My Body is a Cage

Flash fiction challenge from Chuck Wendig. Thing is, this isn’t actually fiction.  I listened to this song a lot – like, a lot – at the same period in my life when this particular incident happened. Though it was small, minuscule in the scheme of things, I was reminded of it when I heard it again and it seemed somehow fitting. I’ve never written about this in a very good way, and I’m not sure that I’m doing so now, but recently it’s been bothering me.  I hope I am respectful.


I was twenty the first and only time I ever saw a dead person properly, the kind of dead person that surprises you.  The deceased nestling in their caskets with folded hands and careful makeup are not that – they are props to direct one’s sadness at.

The kind of dead person I saw was on the street, not in a funeral home surrounded by weeping relatives. Ice frosted his eyes and coated his lips in a way that was fungal and aggressive.
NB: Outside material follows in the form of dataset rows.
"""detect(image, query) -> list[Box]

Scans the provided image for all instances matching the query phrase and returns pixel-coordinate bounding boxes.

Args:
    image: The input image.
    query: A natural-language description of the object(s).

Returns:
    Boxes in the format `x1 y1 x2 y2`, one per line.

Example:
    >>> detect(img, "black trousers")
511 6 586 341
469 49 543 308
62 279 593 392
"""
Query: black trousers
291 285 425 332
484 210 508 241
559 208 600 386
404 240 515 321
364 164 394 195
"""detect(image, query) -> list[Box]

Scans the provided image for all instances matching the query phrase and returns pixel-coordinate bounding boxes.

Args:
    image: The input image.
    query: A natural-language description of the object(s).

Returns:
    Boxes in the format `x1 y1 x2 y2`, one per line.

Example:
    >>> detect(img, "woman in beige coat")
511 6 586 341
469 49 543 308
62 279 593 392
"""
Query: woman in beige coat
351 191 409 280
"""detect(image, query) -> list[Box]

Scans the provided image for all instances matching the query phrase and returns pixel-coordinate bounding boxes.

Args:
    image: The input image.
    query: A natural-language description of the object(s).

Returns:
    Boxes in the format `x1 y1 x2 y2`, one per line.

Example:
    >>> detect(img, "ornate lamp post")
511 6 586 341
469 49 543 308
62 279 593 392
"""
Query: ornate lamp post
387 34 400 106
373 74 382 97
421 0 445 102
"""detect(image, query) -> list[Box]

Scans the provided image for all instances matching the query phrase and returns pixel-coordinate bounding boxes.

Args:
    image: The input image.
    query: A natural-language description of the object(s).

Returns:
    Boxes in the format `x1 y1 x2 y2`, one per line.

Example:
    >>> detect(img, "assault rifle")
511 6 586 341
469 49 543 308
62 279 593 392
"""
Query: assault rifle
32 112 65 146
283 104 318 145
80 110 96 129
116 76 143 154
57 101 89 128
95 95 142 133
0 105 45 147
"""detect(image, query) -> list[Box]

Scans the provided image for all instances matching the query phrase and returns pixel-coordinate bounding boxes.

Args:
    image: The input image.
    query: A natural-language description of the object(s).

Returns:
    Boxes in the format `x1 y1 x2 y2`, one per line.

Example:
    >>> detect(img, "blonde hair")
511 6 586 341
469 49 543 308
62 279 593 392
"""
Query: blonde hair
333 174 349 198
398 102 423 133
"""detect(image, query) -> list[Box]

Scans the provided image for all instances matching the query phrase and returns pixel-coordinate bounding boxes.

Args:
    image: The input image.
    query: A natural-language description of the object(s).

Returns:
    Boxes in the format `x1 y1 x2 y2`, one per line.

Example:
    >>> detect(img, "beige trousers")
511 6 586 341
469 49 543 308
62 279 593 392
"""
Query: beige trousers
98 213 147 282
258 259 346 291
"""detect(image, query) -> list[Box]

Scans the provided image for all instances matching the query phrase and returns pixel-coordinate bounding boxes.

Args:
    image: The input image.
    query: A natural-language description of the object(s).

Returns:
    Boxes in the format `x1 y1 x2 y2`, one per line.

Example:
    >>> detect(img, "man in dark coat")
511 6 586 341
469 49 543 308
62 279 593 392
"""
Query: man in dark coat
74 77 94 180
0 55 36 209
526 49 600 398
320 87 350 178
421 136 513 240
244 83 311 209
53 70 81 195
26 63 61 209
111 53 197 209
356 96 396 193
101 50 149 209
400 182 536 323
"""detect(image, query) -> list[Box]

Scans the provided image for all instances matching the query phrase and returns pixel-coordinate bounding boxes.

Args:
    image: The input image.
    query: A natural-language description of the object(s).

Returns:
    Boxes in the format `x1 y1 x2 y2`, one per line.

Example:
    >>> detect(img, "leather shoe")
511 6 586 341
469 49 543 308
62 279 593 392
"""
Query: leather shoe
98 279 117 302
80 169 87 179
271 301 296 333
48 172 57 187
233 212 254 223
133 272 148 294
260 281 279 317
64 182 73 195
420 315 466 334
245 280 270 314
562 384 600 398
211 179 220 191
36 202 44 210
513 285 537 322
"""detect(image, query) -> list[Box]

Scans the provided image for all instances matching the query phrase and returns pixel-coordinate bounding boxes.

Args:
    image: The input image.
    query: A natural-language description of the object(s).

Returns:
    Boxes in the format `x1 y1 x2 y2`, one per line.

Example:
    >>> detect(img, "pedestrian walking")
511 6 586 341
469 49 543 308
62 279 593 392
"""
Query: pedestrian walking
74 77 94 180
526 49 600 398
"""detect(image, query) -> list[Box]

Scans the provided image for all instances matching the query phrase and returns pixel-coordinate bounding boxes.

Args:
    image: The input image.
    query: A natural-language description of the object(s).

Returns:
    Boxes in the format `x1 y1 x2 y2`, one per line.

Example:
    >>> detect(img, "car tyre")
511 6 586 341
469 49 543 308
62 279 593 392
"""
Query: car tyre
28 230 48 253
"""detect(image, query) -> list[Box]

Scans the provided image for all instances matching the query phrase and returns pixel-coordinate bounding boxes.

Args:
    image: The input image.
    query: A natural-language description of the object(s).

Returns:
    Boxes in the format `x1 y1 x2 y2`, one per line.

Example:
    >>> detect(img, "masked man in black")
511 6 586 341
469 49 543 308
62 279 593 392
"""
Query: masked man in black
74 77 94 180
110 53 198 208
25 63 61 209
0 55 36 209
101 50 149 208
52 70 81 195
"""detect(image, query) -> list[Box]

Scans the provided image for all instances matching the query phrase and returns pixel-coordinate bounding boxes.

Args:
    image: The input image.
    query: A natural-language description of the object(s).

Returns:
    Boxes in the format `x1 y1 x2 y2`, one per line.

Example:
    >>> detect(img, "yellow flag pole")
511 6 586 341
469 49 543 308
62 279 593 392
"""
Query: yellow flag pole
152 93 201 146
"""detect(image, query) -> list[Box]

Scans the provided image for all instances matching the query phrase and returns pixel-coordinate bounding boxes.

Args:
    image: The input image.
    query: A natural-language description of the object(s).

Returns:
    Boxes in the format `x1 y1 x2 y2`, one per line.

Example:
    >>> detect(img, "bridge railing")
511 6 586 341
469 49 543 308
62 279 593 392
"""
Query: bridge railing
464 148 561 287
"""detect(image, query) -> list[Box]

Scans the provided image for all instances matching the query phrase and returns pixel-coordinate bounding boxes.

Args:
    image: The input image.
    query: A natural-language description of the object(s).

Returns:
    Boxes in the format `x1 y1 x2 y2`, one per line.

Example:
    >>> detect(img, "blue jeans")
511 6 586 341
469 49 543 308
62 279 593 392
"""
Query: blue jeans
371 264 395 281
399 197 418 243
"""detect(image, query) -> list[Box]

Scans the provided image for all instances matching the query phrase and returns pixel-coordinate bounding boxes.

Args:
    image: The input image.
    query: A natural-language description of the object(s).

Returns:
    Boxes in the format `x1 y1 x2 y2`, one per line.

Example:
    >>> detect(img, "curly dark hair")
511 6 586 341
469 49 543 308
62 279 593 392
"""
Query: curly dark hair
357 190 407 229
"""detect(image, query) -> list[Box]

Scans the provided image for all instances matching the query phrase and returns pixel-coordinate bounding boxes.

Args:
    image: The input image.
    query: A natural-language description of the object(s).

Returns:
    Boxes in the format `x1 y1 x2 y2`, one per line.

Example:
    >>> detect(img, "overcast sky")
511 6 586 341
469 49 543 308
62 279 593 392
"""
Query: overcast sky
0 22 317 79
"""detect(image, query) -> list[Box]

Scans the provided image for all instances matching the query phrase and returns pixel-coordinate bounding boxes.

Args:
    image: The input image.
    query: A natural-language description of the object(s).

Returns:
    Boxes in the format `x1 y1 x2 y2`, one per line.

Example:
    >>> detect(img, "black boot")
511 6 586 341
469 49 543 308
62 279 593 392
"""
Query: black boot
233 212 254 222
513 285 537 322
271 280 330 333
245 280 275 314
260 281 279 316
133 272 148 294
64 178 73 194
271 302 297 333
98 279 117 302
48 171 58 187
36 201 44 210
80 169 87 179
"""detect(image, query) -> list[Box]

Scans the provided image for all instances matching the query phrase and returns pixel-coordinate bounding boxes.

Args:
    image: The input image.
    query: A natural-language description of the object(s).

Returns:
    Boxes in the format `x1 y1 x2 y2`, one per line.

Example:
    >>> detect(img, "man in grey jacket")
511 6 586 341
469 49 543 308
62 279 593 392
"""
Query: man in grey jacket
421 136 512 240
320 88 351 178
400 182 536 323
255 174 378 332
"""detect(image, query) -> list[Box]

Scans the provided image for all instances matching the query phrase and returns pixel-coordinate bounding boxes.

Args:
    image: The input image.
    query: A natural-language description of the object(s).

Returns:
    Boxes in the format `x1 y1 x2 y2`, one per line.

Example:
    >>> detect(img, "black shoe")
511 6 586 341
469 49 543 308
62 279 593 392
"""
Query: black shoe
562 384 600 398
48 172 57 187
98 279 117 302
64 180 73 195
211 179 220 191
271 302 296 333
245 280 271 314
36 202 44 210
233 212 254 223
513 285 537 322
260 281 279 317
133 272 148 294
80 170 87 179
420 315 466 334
He was homeless, or had been homeless, and I remember the way he sprawled on the sidewalk, imagining how he must have pitched forward as he died. Maybe he clutched at a passerby’s pant leg, the hem of a coat. “Kérlek,” he would have said. Please.

It was the coldest winter Hungary had seen in twenty years, the kind of cold that froze deep to the center of your bones no matter how many layers you wore. I was striding down the street in boots, lined jeans, two coats, two scarves wound round my face until only my eyes appeared in the space under my hat, and the breaths I took into my lungs were sharp and short, the air freezing my throat. I was in a good mood. I was going to my girlfriend’s house where we would watch cooking shows with steaming cups of tea, snuggled under blankets in the drafty creaking splendour of a high-ceilinged apartment older than my country. It was minus twenty-five degrees outside.

Then I saw him, less than four blocks from my apartment. The snow was already drifting around his body.  I would like to say that I could see the footsteps of previous passerby diverting around him, but this may be a literary exaggeration. There was certainly no one helping, not that there was help to be had.

He was curled on his left side, pitched away from the meagre protection of a buttressed wall. His left hand curled out from under him like a frozen plea for help, and the fingers were blue and dusted with snow.

My brain, for a minute, tried to convince me he was alive.

Bocsánat,” I said out loud. There was a woman passing on the other side of the street buried deep in an enormous fur hat and coat and she looked up and I gestured helplessly.

She picked her way across the snowy street and came to stand beside me. We looked at the small sadness at our feet. I didn’t know what to say. I felt alone and lost in this land where I wasn’t understood, these words clunking blocks on my tongue. I tried to explain. All I could say was “bocsánat, bocsánat,” repeatedly, gesturing. Sorry, sorry. I don’t speak good Hungarian,” I finally managed. “You can call? Police? Help?”
This woman, she was at least fifty. She shrugged at me and pulled out a mobile phone, punched in some numbers. She started speaking loudly, rapid-fire, gesturing. I could follow none of it. “Bocsánat,” I whispered one more time, to her or to him I wasn’t quite sure, and then I walked away.